L’équipe n’aurait-elle pas intérêt à se renforcer sur ce terrain des classiques ?
Nous souhaiterions effectivement pouvoir recruter également des hommes forts sur ce type de parcours. Ce n’est pas facile. Encore une fois, il est difficile d’être au niveau dans tous les domaines, dans les courses par étapes et dans les classiques. Historiquement dans l’équipe, nous avons toujours eu une affection particulière pour les courses par étapes. Ce n’est pas que nous ayons délaissé les classiques, mais on n’a pas le potentiel pour recruter des champions dans tous les domaines. On fait pour le mieux mais si on peut avoir l’occasion de recruter un ou deux bons coureurs de classiques, si possible Français, ce sera parfait.

Avez-vous déjà des pistes ?
J’ai des idées bien sûr. Il y a un ou deux coureurs qui me plaisent bien dans le peloton et ça me ferait plaisir de les intégrer dans notre équipe, mais de nombreux paramètres interviennent, parmi lesquels leur possibilité de se libérer, leur envie de venir dans notre équipe et notre possibilité financière de les accueillir.

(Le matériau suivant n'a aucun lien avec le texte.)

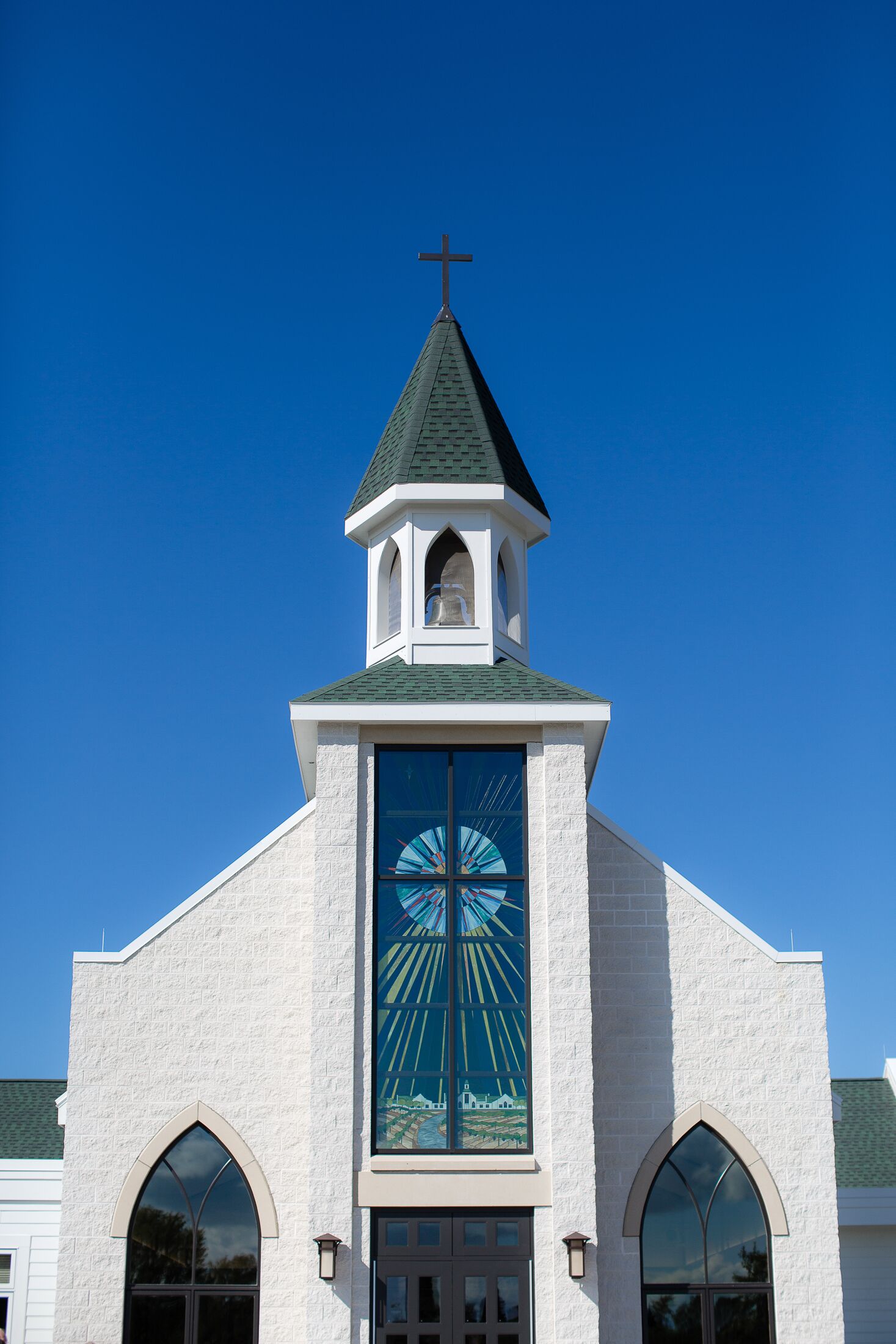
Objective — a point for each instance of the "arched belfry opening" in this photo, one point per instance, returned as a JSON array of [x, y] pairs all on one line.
[[449, 582]]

Le grand objectif de Domenico Pozzovivo arrive avec le Giro, qui était la chasse gardée de John Gadret. Comment allez-vous gérer cette situation ?
John, a priori, ne souhaite pas participer au Giro cette saison, ayant plutôt un œil sur le Tour de France dont le parcours lui plaît. Il n’a pas souhaité faire le Tour d’Italie cette année, pour lequel nous aurons Domenico Pozzovivo et Carlos Betancur pour leaders.

Entre le sprint de Samuel Dumoulin, la chevauchée de Blel Kadri sur la Roma Maxima et le triomphe de Jean-Christophe Péraud au Mont Faron, les trois victoires de l’équipe Ag2r La Mondiale jusqu’à présent ont été obtenues de toutes les manières…
J’étais très heureux que Blel Kadri revienne à ce niveau-là car c’est un garçon qui a beaucoup de talent. La grave chute dont il a été victime l’année dernière à Paris-Nice l’a pénalisé toute la saison. A Rome il a montré l’étendue de son talent en remportant cette belle course devant de grands coureurs. Jean-Christophe Péraud est une valeur sûre mais il avait du mal à gagner jusqu’à maintenant. Cette victoire va le décomplexer. Quant à Samuel Dumoulin, c’est un puncheur et un coureur capable de gagner des courses. Nous avons des coureurs capables de gagner et on le sait.

Propos recueillis à Roubaix le 5 avril 2013.